Downtown Internet Gets a Little Hotter?

Ran into Bob Avery, the Town’s IT Director, on Franklin St. today. Turns out he’s surveying Downtown with an eye towards deploying a small pilot program of free Internet hot spots in the near future. The pilot would use Clearwire as the high-speed wireless backhaul. The only resources needed are power and location.

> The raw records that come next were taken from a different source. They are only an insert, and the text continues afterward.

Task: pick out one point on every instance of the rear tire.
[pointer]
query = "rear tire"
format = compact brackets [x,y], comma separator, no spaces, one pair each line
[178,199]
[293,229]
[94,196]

I cautioned Bob not to limit his planning to publicly owned infrastructure like the old Townhall. Over the last four years I’ve spoken with more than a few Downtown business and building owners willing to provide a small chunk of space and the minimal juice for access point deployments. BrianR and I have explored using solar-powered, weather-hardened rigs, strategically meshed to cover a wide area. If the Town used this environmentally sound and quite economical approach, the only remaining requirement is a decent position to throw signal.

Speaking of signal, whatever free access is deployed Downtown should stay off the already saturated channels 1, 6 and 11.

Knowing the free access topology of Downtown like the back of my hand, I encouraged him to consider West End, with a current lack of free Wifi access points (beyond UNC’s) and high density of public gathering spots (restaurants, bars,sidewalk cafes, coffee joints, bookstores), for the initial pilot.

That’s a few of my suggestions for equipment, deployment strategy and location, what are yours?

Comments

One response to “Downtown Internet Gets a Little Hotter?”

  1. MarkP Avatar
    MarkP

    For 802.11b, unlike most other radio and TV “channels”, the 1, 6, and 11 channels are the only ones that don’t overlap. 802.11a has 8 channels which don’t overlap. So picking other channels in the presence of access points with those three channels is going to be hard.

    I think it is great that they are at least doing something, though I, too, would like to see a mesh network put into place.